Final stats (36 games): 66.4 points allowed per game, 46.2 FG %, 48.1 eFG %, 34.9 3P FG% , 95.3 adjusted efficiency.
Just about any way you slice Indiana’s defense this past season compared to the 2010-2011 campaign, one things is clear: It improved.
The Hoosiers’ adjusted defensive efficiency got better (99.1 to 95.3); they held opponents to a lower shooting percentage (49.6 to 48.1 eFG%); their defense blocked a higher percentage of shots (7.9 to 8.5%) and stole the ball (9.6 to 9.7%) at a higher rate. But above all, Indiana improved on the defensive side of the ball because it finally figured out how to defend opponents without sending them to the line at an alarming rate.
The Hoosiers finished 333rd in the country in 2010-11 in defensive free throw rate (50.2) with the likes of Bobby Capobianco (10.7), Tom Pritchard (6.5), Derek Elston (5.7), Will Sheehey (5.5) and Daniel Moore (5.0) all committing five fouls or more per 40 minutes. This season, only Pritchard (6.8) notched that distinction. It helped that the team’s defensive anchor, Cody Zeller, had a mature enough game as a freshman not to fall victim to such a distinction as well (3.8 fouls per 40 minutes).

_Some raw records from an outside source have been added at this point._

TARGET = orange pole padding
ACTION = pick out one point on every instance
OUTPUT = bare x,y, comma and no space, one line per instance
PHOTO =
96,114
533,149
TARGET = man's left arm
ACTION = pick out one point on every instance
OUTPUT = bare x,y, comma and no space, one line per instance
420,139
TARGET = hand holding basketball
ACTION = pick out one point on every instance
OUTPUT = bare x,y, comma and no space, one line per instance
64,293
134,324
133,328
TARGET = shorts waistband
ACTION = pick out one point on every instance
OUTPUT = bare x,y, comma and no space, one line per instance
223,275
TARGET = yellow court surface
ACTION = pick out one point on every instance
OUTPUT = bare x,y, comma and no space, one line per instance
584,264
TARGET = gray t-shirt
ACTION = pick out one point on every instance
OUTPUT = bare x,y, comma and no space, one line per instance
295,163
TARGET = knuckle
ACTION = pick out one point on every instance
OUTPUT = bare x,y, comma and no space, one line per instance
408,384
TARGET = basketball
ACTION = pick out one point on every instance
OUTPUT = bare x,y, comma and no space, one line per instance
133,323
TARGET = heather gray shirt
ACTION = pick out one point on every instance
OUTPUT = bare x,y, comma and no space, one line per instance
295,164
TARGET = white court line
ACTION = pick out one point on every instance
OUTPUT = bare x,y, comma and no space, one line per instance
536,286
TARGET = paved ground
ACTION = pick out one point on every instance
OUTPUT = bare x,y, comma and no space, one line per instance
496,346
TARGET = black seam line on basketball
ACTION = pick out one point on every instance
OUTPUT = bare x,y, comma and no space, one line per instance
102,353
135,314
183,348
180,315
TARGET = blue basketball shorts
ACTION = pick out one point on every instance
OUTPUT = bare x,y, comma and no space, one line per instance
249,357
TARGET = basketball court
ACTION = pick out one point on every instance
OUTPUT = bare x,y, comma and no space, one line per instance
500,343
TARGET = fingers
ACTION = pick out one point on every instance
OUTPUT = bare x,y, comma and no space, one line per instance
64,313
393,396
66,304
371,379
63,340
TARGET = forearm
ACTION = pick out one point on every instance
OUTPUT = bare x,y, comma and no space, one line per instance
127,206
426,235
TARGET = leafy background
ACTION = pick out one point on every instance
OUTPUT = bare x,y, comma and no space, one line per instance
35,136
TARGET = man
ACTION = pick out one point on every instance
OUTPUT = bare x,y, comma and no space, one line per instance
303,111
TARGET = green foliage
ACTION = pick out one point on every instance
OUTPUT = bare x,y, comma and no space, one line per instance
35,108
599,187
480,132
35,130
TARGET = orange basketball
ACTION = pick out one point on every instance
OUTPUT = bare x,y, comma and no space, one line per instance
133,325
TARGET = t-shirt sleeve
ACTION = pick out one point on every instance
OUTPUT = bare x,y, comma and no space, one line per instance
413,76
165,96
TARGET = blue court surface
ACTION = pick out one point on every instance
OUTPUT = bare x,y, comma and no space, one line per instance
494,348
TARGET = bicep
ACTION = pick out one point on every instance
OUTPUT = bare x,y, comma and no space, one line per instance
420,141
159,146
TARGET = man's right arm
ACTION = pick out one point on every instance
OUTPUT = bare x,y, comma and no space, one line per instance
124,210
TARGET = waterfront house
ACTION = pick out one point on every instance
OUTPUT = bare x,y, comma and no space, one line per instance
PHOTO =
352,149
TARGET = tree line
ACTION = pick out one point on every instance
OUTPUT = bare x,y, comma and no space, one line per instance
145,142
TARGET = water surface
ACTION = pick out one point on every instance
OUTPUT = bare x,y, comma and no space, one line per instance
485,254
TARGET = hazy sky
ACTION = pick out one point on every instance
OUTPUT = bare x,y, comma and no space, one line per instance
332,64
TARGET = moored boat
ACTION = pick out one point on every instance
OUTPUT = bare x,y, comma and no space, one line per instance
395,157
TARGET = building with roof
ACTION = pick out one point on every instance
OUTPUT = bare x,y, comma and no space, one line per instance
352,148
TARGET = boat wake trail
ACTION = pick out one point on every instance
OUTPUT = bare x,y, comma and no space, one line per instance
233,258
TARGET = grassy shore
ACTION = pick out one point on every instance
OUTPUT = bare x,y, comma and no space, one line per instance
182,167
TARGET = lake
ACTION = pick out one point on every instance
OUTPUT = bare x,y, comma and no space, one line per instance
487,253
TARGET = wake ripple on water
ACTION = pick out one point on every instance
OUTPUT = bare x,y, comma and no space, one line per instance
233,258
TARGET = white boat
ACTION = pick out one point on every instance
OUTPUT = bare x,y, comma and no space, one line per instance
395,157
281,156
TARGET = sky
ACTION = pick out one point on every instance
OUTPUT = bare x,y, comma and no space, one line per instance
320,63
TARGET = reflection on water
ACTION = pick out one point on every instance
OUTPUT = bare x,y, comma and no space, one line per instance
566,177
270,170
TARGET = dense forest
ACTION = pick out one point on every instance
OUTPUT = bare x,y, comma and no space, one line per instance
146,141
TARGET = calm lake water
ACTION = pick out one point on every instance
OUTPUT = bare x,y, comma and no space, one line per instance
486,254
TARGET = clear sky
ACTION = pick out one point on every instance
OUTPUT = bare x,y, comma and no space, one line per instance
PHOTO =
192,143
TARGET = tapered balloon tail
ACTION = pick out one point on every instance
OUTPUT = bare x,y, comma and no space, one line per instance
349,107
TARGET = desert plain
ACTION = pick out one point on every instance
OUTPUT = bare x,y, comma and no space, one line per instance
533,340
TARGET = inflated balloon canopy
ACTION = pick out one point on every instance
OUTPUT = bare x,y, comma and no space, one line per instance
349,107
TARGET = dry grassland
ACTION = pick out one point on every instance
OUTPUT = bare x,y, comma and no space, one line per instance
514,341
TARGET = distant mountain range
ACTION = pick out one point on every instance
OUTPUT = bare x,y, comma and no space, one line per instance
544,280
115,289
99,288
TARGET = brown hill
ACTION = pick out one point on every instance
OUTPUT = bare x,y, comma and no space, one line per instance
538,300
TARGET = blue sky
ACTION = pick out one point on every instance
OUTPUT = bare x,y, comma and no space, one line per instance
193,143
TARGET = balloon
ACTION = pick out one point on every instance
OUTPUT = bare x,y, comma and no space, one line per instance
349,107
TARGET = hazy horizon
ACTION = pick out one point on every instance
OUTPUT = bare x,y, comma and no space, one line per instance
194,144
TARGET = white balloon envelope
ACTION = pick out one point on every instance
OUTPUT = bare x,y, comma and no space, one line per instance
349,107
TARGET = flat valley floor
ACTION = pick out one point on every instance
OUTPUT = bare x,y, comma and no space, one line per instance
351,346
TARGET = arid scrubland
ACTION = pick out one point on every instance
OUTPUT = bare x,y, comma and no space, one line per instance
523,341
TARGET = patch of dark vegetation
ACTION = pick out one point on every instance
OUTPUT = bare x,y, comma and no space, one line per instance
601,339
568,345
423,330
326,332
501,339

Indiana also just showed more maturity, communication and cohesion. Gone were the days of losing an unhealthy amount of 3-points shooters; the Hoosiers’ D became a team unit this season that held each other accountable and understood the concepts of help defense. Victor Oladipo continued to show elite defensive skills and often got the assignment against a team’s top perimeter player. Sheehey fouled less per 40 minutes (4.1) and showed signs that he, too, is developing into a strong perimeter defender. And Christian Watford, who’s effort and decision-making was often called into question in 2010-11 and early in the 2011-12 campaign, showed more commitment as the season went on. This was reflected by the way Tom Crean used him. He showed more confidence in the Alabama native by sticking him on Trey Burke and Tim Frazier.

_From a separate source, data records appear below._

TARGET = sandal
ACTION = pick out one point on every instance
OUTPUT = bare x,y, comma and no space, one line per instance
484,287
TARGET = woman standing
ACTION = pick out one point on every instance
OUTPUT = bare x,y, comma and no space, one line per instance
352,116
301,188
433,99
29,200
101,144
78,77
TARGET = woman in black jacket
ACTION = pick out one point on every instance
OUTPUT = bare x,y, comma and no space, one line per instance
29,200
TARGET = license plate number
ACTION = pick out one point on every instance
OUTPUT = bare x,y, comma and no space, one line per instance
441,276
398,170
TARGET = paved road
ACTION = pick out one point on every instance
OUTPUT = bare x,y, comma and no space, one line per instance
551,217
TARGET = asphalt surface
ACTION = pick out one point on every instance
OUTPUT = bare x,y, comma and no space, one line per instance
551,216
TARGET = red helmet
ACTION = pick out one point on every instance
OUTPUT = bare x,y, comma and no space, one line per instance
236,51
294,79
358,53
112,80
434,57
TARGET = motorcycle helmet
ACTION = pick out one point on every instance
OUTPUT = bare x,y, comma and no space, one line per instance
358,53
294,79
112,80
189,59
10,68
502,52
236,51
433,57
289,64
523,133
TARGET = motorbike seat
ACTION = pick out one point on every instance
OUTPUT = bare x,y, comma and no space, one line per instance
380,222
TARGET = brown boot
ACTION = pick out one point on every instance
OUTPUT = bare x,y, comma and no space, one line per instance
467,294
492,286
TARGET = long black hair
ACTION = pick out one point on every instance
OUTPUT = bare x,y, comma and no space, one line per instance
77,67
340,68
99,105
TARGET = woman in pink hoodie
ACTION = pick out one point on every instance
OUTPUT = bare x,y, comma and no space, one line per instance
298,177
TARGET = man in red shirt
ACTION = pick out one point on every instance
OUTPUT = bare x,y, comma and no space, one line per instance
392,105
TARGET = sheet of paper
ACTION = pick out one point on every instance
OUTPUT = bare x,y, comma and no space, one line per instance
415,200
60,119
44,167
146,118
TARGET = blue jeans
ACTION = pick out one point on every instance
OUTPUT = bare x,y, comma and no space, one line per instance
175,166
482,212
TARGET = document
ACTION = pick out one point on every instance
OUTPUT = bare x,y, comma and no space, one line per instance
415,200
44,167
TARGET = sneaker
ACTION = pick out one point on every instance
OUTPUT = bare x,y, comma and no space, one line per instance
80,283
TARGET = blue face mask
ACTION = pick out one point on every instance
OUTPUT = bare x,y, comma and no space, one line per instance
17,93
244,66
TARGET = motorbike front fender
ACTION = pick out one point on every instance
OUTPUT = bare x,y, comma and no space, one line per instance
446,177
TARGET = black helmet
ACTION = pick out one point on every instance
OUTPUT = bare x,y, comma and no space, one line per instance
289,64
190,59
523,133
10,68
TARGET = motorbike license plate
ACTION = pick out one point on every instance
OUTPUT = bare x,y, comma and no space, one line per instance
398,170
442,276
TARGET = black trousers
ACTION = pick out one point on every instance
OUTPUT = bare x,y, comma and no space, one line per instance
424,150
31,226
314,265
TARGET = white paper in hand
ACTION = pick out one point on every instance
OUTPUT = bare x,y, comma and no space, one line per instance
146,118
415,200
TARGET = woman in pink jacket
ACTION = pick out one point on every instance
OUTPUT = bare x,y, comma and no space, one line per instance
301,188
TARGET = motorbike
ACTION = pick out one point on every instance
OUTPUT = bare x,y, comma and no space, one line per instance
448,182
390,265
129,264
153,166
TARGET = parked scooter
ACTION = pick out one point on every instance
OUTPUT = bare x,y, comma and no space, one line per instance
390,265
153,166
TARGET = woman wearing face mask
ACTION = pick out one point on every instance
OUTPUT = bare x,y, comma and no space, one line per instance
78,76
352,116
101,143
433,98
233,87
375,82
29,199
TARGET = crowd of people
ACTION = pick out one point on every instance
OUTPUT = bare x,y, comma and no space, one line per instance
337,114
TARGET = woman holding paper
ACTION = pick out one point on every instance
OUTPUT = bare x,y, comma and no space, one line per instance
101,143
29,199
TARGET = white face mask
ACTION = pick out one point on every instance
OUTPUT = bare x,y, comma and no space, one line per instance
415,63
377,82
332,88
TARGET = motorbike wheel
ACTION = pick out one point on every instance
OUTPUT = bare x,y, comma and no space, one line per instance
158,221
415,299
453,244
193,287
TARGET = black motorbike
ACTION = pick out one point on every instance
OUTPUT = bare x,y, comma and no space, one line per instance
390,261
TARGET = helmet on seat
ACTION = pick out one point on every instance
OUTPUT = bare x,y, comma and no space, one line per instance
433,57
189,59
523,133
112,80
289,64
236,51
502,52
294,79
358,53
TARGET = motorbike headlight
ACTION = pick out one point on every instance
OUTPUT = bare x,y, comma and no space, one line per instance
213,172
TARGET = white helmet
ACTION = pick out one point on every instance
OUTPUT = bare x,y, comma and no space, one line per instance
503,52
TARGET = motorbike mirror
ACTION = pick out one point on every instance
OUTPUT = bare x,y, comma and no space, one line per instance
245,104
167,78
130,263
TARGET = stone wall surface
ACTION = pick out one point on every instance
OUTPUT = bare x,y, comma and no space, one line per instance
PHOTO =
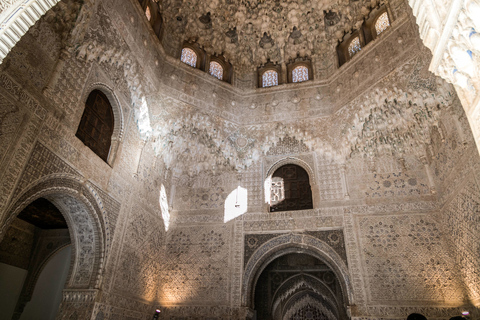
391,159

Still, if there was one side of the ball that held Indiana back from an elite level this season, it was the defense. While it started out well in the non-conference, Big Ten season brought a little bit of a different story. Indiana’s defense was only seventh-best on a per possession basis in the conference, allowing 1.06 points per trip. It allowed 82 points to Penn State in a Jan. 8 win, the most the Nittany Lions would score all Big Ten season. The Hawkeyes also posted 89 points in a game they lost to Indiana on Jan. 29. This was also the most points Iowa scored all season in Big Ten play.
Bottom Line: The Hoosiers’ adjusted defensive efficiency of 95.3 ranked them 64th in the country, while its adjusted offensive efficiency of 120.6 ranked them fourth. With Yogi Ferrell and Jeremy Hollowell joining the team next season and Zeller and Watford back in the fold, Indiana’s offense will likely continue to be one of the most efficient in the country. But if they can also take the leap and become an elite defensive squad in 2012-13, it could be the determining factor in whether or not the Hoosiers will make the trip to the Final Four in Atlanta next season.